There was always a risk of certain papers finding something negative to say. I went public about my breast cancer for three reasons. First, it was going to get out anyway and I'd rather try to control it. Second, I was diagnosed on the day the general election was announced and I was just gearing myself up to write articles and beat the drum about a Mori poll I'd set up to find out what people's voting intentions were when it came to care of the elderly. The results were spectacular; 43 per cent were prepared to change their vote on the issue. The News of the World said that if I'd give it the story of my own disease then it would campaign for the elderly for the next three weeks. I said it's a deal. I'm grateful that the cancer turned into a staircase that got me to the top of the highest soapbox in the world because whatever you may think of the "News of the Screws" it has a huge readership, and in that context it's powerful.

The third reason I went public was I've been a life-long health educator, and it seemed quite wrong to keep my own breast cancer secret when I'd been telling people for years that it's only another disease, let's talk about it. It bothers me that we've developed a culture that denies mortality. Death is inevitable but we will wriggle and wriggle and wriggle. I don't want anyone to struggle to keep me alive if I'm 75 and very ill. That's why Des and I have written living wills, and I've made it quite clear that if I have a terminal illness I don't want heroic treatment. I share Woody Allen's feeling: I'm not scared of being dead, I just don't want to be there when it happens.
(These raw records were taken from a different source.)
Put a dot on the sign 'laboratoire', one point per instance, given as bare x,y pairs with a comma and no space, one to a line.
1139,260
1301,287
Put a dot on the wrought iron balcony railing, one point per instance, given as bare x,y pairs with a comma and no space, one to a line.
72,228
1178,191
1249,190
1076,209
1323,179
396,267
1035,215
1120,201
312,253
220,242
The tyranny of positive thinking also bothers me. People will use this terrible language about being strong, and fighting cancer and making good things happen by visualising the growth. But you don't tell someone with a broken leg to visualise the bone healing. We all have a certain amount of control over our thinking patterns, and it's well worth thinking intelligently and positively about what's happened to you but don't get swept away on a tide of mumbo jumbo. To get over cancer you need good doctors, good nurses, good food, plenty of rest, the right sort of exercise and lots of people to love you. I'm lucky because I've had the lot.